While almost 80% of palladium produced is used in manufacturing catalytic converters in gasoline vehicles, researchers have found a potential new use for palladium – data storage.
Global data storage demand has been ballooning at an alarming rate, creating the need for new techniques to outperform current memory technologies.
In one such technique, extremely thin films of palladium are used to create skyrmions, miniscule magnetic disturbances which can store data.
Skyr… what?
Collins Dictionary defines skyrmions as “a particle consisting of a magnetic field surrounding a group of atoms”. It got its sci-fi-sounding name when it was named after British physicist Tony Hilton Royle Skyrme.
How Are Skyrmions Formed?
When two films of different, select metals are pressed together and manipulated with an electric field, it creates a magnetic field and along with it, skyrmions.
Skyrmions range anywhere from a nanometer to a few hundred nanometers in diameter, and are up to 10 times more space-efficient than traditional hard disks.
Researchers from the National University of Singapore have successfully created stable skyrmions spin textures by pairing cobalt and palladium films, while others also had results with a palladium-iron combination.
When the technology is fully developed, it will allow devices to have larger storage capacities, faster data-writing and retrieval speeds, all while occupying less real estate than traditional hard drives.
These qualities will allow skyrmions (and palladium) to find its way into the ever-growing population of hard disks, mobile computers and devices, and any equipment that requires data storage.
What Does This Mean for the Palladium Industry?
The additional demand from data storage will definitely please palladium miners, the primary producers of the precious metal.
Catalytic converters, the main consumers of palladium, currently are at risk of declining as governments worldwide are seeking to ban the sale of fossil-fuel vehicles in the mid to long term.
Widespread adoption of palladium-based skyrmions will create a much-needed dilution in palladium demand from the catalytic converter industry, diversifying risks that palladium producers face.

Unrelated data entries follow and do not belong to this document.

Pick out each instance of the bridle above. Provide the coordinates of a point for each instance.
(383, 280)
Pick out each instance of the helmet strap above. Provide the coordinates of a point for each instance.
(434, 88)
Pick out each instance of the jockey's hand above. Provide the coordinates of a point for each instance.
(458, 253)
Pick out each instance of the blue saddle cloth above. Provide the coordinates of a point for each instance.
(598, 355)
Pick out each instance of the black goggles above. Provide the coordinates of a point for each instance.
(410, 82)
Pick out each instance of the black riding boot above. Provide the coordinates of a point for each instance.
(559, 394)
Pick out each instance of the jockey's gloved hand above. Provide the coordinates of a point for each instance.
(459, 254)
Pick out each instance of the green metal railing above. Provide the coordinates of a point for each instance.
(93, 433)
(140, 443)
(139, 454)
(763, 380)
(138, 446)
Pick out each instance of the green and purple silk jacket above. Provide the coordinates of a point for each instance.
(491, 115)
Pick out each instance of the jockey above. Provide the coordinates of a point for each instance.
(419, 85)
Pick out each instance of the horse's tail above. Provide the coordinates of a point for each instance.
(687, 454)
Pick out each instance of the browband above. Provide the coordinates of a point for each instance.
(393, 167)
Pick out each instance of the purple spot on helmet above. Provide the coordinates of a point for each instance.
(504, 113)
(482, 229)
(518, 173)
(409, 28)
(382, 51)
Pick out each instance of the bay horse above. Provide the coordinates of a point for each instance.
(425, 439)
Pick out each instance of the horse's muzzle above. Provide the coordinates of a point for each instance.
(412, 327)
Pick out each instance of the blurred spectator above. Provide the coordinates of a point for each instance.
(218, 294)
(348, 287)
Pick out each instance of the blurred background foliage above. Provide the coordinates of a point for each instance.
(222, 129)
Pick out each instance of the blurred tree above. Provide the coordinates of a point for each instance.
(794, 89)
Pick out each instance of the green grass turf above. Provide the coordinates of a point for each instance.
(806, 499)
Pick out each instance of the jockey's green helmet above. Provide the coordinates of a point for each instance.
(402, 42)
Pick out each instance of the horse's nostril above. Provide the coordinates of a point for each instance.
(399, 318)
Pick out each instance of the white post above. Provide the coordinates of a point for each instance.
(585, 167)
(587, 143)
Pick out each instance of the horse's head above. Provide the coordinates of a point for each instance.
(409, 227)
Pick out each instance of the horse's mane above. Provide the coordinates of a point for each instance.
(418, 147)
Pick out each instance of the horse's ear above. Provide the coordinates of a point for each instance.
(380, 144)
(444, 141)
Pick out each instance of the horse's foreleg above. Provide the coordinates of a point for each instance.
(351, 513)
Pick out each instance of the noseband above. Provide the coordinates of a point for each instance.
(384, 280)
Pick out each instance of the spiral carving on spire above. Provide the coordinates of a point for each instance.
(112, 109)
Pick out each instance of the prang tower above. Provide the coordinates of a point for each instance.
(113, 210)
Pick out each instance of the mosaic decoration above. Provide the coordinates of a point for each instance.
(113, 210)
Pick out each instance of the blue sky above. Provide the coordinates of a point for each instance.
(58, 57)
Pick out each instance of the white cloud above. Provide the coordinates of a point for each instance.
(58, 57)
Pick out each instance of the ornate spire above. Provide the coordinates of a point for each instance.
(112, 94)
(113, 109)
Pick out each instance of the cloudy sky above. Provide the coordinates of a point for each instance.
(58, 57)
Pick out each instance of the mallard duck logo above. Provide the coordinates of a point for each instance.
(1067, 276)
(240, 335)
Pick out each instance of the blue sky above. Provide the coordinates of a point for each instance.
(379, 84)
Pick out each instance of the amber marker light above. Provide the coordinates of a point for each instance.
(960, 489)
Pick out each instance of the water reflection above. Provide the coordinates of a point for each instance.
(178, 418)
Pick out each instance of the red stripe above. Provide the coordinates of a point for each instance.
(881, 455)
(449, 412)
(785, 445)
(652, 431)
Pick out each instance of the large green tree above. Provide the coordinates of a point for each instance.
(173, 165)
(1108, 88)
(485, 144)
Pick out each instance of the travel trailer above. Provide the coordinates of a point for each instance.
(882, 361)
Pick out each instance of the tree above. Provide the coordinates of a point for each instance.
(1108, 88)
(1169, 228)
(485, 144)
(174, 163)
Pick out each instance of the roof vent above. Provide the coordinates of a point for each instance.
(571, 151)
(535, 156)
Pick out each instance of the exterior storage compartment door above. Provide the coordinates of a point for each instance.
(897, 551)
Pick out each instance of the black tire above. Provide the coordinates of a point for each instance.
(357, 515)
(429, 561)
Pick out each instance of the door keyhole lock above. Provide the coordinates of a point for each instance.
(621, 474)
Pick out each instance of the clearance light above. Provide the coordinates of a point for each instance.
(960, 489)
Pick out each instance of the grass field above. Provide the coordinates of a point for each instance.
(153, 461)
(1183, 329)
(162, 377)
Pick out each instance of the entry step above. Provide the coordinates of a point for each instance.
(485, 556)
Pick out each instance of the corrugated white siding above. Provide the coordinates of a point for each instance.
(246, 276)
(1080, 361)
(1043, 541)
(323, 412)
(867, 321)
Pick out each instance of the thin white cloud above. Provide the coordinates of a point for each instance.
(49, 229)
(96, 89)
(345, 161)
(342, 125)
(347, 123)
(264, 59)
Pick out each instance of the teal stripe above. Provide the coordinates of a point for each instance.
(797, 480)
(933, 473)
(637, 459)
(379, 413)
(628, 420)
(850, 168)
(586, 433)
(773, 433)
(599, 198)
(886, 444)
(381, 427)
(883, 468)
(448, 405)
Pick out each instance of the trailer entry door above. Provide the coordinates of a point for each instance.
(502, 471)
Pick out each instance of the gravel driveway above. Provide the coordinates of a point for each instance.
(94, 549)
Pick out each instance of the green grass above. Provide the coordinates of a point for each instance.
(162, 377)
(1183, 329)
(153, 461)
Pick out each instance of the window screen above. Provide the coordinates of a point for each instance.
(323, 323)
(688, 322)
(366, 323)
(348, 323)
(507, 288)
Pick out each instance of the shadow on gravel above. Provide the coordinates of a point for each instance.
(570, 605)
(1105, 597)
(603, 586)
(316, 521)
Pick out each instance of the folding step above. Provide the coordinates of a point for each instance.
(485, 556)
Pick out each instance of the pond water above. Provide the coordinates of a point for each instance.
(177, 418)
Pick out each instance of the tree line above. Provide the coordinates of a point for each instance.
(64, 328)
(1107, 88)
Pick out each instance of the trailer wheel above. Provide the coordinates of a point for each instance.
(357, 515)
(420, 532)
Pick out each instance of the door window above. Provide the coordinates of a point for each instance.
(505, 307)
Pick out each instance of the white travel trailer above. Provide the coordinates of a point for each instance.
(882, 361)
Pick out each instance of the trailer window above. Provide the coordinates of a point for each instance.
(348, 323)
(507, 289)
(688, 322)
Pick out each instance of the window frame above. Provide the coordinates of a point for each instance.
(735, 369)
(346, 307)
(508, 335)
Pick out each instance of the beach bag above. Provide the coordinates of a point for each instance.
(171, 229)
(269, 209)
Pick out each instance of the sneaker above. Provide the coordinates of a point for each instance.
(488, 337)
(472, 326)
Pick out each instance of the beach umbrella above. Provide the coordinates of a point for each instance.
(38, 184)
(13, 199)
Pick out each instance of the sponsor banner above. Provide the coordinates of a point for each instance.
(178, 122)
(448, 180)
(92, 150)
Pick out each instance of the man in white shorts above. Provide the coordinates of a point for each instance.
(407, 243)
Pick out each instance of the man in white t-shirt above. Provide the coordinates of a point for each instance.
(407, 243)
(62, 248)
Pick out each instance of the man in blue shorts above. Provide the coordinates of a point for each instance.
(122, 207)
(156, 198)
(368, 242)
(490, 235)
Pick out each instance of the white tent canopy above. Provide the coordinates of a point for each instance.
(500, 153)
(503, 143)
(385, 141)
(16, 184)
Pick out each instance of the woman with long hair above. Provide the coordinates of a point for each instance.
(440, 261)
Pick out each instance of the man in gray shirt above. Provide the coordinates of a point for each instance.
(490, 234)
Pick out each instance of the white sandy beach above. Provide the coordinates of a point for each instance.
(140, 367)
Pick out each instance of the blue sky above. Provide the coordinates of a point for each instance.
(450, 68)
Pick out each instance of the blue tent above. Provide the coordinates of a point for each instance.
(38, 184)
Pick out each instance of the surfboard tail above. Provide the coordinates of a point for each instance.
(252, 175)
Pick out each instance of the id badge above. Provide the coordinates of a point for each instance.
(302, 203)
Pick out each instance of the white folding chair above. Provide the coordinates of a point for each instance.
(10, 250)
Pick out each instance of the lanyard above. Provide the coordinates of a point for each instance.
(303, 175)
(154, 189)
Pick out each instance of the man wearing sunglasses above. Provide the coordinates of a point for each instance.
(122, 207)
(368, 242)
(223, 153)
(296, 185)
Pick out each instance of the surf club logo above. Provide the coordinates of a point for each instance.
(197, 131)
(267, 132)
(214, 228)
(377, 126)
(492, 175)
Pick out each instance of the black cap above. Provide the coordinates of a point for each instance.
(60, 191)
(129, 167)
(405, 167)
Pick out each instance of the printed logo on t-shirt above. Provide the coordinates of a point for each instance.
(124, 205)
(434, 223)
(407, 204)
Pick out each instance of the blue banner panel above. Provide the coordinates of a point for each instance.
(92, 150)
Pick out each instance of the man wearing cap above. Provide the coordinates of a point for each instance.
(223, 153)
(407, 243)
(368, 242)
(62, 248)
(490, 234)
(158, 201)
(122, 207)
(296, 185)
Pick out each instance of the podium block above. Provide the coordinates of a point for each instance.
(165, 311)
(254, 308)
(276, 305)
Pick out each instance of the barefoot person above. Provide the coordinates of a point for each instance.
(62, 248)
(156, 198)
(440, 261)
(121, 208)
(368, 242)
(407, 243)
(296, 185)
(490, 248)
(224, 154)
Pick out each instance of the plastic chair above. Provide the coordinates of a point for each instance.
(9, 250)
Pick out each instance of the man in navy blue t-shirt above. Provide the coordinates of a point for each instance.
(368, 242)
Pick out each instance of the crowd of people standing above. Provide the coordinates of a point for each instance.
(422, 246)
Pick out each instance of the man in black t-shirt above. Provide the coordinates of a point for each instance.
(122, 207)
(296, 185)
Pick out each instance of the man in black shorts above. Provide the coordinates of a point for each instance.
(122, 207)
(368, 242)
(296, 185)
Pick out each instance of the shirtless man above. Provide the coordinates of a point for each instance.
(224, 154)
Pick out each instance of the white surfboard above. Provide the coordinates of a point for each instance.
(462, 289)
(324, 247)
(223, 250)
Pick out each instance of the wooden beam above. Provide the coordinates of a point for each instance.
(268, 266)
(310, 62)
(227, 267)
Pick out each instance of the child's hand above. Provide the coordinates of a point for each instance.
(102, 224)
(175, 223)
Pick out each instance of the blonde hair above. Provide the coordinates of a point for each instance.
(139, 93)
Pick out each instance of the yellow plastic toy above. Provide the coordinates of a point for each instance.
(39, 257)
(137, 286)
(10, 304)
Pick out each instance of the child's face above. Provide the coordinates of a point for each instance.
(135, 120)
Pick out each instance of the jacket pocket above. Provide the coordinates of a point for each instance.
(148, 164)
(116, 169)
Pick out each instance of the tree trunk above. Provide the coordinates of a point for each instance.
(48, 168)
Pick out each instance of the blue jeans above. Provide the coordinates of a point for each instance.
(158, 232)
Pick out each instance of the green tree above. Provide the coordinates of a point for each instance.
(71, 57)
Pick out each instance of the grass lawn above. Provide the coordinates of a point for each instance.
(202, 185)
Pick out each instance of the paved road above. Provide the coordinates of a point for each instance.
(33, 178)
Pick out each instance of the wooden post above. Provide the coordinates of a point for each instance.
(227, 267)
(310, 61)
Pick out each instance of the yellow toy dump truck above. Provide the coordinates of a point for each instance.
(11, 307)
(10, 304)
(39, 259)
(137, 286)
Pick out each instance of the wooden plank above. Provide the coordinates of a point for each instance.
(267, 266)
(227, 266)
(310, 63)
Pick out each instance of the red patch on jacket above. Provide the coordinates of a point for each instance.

Palladium recyclers, or secondary producers, also look forward to the new application. The additional demand will serve to prop up palladium prices, which also protects the profitability of the recyclers. Skyrmion-based data storage devices will also become a new source of scrap palladium materials for these recyclers.
Further Research Required
However, much work needs to be done before skyrmions can become mainstream in data storage.
Like most technologies, one of the first hurdles to overcome would be mass production. Researchers will need to find a production method that is both cost-effective and scalable.
The second hurdle is in reading data stored on skyrmions. Currently, the only way to read such data is through X-ray magnetic spectroscopy, which is too costly and complicated to become part of any data storage system.
While palladium’s potential in the data storage sector is promising, we cannot expect to realise this potential until these two hurdles are overcome.